Navy SEALS are the best trained military men on the planet — in every skill except giving media interviews.
|Dave Cooper – Navy SEAL Foundation|
The Virginian-Pilot newspaper reported on Friday that Dave Cooper, president of the Navy SEAL Foundation, has been placed on administrative leave following a recent interview mishap.
Cooper is a highly-decorated former SEAL who retired last year and had been leading the non-profit foundation that assists Navy SEALS and their families for only one month.
According to the Virginian-Pilot, Cooper is under fire because of an interview he gave to U.S. News and World Report in which he was questioned about his former outfit the Navy Special Warfare Development Group (aka DEVGRU) and popularly known as “SEAL Team Six.”
The U.S. News article quotes Cooper saying some cheeky things about his fellow SEALS, e.g. that they have “a tendency to break the rules and a healthy disrespect for authority” and he appears to endorse a book by fellow-former SEAL Matt Bissonnnette. The article suggests that he thinks while the book “spilled classified information with dangerous effects” at least the authors “beat out other senior officers from spilling the same story without the same accuracy.” We note that those phrases are the article author’s, however, and not quotes from Cooper.
Apparently some people were unhappy enough with Cooper to put him on administrative leave (although the Foundation declined to comment about personnel matters.) But Cooper confirmed that he was on ice in an e-mail exchange with the Virginian-Pilot. In explaining himself he makes the following assertions:
* The article is a “gross misrepresentation of what (he) said”
* The article was supposed to focus on the Navy SEAL Foundation (which is barely mentioned in the piece)
* He was told he would have an opportunity to review and approve his quotes before publication (which did not happen)
As a result, Cooper says he spoke “casually and perhaps carelessly” and at times “in jest.”
He says that some of the comments attributed to him were not made by him at all but says that his actual comments were “simply too glib, perhaps even too arrogant.”
U.S. News & World Report says its story was “accurately reported” adding that they “have no further comment.”
There are dozens of lessons to be learned from this incident. Here are a few:
* Cooper needed more training before facing live fire from a reporter.
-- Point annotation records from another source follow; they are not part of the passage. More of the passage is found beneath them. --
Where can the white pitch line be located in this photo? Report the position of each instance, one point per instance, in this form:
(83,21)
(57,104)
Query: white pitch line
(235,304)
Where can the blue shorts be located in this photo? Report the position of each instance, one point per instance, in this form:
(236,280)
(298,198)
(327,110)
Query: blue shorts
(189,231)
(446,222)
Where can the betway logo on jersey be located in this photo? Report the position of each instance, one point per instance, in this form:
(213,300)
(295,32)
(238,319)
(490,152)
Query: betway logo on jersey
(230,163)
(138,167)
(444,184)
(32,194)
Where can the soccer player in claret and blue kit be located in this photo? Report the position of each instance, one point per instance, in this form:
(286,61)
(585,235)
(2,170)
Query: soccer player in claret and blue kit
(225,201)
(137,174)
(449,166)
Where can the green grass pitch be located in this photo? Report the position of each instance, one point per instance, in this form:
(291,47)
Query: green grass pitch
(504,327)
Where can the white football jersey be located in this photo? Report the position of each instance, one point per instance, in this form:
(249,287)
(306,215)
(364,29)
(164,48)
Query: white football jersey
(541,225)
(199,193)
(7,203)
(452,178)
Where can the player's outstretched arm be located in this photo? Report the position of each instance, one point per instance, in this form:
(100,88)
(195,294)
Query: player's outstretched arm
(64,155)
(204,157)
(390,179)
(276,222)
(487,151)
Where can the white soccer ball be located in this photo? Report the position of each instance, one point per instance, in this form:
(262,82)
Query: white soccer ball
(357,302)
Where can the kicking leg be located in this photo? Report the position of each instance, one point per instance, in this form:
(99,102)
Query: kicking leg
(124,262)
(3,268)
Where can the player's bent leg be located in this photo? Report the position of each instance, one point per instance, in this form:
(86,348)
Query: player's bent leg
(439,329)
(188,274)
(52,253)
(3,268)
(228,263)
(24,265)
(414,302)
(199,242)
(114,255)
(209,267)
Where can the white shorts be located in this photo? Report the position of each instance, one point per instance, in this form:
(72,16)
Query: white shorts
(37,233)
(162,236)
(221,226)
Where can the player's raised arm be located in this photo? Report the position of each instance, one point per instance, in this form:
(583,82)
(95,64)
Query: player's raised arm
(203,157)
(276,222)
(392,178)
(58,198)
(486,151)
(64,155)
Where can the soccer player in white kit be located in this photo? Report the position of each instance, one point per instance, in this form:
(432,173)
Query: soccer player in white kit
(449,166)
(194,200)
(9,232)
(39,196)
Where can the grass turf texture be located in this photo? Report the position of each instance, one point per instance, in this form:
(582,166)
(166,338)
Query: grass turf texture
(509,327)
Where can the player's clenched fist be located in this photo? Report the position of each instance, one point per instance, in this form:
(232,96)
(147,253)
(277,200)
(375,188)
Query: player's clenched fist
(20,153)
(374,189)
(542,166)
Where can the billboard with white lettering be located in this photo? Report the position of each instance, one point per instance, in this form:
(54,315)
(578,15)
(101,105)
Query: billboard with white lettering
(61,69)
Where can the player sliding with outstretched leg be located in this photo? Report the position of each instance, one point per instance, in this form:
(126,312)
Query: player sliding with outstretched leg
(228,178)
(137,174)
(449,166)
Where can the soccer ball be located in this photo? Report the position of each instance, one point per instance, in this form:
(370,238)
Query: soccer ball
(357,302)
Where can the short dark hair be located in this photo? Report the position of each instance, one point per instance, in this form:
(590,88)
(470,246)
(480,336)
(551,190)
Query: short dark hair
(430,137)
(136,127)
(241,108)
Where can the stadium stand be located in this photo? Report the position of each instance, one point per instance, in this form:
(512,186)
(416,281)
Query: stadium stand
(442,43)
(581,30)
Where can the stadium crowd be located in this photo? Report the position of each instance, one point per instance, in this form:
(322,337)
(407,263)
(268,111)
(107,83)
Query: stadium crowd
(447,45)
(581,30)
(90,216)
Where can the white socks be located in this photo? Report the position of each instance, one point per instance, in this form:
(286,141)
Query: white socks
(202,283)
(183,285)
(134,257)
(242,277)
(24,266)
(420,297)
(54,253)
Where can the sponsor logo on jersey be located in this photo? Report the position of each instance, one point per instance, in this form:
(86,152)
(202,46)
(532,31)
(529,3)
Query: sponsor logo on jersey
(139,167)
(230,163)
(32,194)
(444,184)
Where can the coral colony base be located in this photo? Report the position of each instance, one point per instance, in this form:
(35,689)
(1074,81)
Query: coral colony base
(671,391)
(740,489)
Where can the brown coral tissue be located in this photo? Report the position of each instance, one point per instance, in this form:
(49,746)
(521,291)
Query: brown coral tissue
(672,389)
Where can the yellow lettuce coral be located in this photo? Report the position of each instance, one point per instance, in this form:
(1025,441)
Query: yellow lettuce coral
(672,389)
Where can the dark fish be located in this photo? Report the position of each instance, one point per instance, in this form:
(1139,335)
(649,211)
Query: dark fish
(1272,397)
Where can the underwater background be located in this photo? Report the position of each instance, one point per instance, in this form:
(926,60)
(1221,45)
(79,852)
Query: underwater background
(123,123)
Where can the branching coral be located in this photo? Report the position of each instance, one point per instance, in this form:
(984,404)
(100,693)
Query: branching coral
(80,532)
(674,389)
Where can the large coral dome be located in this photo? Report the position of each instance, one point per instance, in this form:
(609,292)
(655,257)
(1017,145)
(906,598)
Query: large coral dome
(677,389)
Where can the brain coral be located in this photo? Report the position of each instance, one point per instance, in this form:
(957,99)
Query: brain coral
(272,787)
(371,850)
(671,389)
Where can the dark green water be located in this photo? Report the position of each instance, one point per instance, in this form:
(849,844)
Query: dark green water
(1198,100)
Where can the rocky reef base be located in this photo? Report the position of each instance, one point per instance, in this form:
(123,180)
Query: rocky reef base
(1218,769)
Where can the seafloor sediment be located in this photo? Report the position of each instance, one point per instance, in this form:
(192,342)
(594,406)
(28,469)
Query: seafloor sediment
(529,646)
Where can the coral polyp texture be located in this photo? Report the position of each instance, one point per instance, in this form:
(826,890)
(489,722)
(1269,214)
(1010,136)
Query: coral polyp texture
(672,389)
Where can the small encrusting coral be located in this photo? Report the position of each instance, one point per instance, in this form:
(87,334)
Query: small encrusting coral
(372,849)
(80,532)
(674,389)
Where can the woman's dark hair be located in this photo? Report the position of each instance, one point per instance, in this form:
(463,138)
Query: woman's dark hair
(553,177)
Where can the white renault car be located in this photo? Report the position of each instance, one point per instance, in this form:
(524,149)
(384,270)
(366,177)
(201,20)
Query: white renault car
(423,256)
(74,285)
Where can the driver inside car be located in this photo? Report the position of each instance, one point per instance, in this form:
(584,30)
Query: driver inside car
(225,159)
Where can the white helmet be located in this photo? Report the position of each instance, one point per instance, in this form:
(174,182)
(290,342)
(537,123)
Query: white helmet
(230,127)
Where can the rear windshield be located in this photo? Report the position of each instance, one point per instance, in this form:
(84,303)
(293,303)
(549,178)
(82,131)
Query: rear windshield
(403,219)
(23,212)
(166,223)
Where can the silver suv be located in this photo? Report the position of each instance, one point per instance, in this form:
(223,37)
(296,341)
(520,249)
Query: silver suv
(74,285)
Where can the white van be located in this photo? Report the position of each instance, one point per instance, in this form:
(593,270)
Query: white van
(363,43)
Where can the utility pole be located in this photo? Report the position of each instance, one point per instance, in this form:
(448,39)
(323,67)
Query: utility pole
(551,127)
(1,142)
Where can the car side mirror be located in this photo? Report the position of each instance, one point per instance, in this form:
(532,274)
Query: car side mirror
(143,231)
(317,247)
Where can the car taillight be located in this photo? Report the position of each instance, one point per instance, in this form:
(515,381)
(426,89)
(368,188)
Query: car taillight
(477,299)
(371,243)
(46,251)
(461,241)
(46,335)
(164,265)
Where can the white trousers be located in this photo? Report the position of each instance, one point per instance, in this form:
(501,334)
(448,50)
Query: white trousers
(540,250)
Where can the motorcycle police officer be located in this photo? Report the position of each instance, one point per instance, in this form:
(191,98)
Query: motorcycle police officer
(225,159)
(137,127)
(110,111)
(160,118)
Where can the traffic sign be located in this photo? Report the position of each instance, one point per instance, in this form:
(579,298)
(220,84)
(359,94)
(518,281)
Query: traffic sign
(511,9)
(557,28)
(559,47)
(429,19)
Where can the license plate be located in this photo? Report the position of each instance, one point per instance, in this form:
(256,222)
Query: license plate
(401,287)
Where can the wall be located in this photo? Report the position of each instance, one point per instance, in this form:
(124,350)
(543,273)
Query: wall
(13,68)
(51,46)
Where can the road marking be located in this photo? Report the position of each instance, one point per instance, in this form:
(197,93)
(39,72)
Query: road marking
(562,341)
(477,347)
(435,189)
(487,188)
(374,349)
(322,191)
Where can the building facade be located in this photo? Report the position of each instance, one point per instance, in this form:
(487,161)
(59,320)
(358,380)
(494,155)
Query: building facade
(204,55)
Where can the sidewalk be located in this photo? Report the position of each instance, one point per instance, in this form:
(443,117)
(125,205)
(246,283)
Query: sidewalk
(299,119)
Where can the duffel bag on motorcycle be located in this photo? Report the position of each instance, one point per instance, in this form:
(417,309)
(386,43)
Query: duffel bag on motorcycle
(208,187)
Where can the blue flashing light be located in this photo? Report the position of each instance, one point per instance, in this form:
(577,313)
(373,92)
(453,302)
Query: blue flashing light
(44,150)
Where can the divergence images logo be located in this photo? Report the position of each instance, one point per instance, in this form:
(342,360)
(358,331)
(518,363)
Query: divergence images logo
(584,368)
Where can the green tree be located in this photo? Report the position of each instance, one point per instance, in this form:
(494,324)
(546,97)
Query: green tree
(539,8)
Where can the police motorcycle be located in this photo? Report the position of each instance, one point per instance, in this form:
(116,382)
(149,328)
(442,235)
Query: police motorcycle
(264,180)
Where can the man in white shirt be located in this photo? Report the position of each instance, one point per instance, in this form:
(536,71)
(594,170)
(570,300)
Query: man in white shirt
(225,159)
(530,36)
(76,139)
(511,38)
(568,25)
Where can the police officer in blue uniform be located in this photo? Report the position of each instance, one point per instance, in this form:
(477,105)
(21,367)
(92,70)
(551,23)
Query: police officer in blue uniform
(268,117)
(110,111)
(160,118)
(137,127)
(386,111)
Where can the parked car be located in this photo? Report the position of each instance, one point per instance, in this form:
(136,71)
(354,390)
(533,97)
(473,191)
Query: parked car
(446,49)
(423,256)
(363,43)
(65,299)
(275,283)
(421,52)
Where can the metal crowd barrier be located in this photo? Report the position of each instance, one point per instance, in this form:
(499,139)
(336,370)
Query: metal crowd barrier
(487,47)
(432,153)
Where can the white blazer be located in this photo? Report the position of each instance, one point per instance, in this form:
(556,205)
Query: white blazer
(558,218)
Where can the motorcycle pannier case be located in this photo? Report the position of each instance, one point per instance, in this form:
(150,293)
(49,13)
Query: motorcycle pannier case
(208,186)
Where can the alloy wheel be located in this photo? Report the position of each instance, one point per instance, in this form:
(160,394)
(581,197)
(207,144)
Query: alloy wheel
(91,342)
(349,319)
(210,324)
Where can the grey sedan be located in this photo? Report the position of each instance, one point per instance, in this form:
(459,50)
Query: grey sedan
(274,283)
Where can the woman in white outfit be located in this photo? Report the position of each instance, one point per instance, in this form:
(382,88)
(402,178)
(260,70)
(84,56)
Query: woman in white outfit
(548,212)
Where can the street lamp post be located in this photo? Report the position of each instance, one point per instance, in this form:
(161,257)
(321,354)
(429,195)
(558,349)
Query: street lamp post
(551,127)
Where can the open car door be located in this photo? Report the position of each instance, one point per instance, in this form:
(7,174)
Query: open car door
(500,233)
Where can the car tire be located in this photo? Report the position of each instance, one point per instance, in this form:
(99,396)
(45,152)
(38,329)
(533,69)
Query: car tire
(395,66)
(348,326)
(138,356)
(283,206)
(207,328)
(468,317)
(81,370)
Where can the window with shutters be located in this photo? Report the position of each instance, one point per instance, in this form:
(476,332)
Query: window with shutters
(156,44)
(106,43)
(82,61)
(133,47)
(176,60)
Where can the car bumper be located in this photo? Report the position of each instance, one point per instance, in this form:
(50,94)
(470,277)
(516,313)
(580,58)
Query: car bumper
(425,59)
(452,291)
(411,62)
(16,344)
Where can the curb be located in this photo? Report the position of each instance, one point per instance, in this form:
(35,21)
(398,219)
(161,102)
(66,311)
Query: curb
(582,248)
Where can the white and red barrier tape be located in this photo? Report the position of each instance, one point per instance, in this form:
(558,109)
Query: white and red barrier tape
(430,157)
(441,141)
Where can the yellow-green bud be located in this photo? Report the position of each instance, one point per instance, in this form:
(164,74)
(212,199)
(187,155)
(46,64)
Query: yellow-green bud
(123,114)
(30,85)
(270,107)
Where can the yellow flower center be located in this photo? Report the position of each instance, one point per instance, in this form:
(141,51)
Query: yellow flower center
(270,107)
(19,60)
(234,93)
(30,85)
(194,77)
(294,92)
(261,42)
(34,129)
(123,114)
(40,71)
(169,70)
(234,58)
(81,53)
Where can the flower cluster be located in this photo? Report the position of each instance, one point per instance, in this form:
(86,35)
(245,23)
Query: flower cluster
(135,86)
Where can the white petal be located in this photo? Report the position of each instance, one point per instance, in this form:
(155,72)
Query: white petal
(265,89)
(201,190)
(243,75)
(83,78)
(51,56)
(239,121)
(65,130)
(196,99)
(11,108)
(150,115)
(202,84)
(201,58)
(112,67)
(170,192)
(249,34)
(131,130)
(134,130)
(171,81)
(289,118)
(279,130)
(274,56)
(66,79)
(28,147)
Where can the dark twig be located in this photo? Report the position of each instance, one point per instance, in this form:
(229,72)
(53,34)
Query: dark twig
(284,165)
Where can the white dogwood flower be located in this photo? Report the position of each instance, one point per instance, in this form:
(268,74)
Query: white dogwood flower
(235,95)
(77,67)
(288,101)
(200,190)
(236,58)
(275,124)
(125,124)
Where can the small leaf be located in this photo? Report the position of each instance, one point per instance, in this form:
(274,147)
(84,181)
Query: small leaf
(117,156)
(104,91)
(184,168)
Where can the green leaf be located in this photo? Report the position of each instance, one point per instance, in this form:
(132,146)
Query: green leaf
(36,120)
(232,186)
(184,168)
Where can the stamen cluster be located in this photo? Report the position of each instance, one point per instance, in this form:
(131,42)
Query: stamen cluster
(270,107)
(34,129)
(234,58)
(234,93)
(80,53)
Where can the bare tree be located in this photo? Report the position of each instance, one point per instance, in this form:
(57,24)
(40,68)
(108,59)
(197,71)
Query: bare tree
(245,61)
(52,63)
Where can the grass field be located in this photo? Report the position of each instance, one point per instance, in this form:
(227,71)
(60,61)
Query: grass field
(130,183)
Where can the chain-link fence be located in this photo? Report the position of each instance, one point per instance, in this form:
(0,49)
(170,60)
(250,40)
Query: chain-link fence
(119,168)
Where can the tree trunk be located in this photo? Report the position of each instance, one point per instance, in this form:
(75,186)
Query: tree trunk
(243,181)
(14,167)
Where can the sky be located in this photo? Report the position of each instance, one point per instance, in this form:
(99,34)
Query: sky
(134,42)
It is understandable how someone who has distinguished himself in battle would be fearless about simply chatting up a reporter (Cooper reportedly holds the Silver Star, six Bronze Stars and a chest full of other medals) — but this is a new world for him with real (albeit bureaucratic) dangers.
* The SEAL Foundation needed a better prepared public relations person to assist Cooper. A pro could have told him that a national news organization is going to be much more interested in Cooper’s past job than in his present one running a non-profit. His expectations should have been more realistic. A pro would have told him not to allow himself to speak casually and carelessly — and would have called a time out for some course correction if Cooper veered off message. An experienced hand would have known that it was most unlikely for a reporter to offer to clear quotes in advance – if there was such an offer — he should have gotten it in writing. And a pro would have recorded the session so that if Cooper were badly taken out of context they would have been able to prove it.
* U.S. News could learn a few lessons too. We think it is unseemly for a news organization to flatly state that “we will have no further comment” on anything. We suspect they don’t want to get into a fight (of any kind) with Cooper — and would like the issue to go away. But “no further comment” sounds mighty defensive.
It should be stressed that even the worst reading of Cooper’s comments make them pretty mild stuff. Compared to the mis-steps of people much more accustomed to dealing with the press — his remarks strike us as well below anything which would merit him losing his job. The country and the Navy SEAL Foundation need men like Cooper and we are sure he will have absorbed the lessons of his encounter with the media. The retired Master Chief could certainly master the skill of doing media interviews — he just needs a little more training and some patience from his bosses.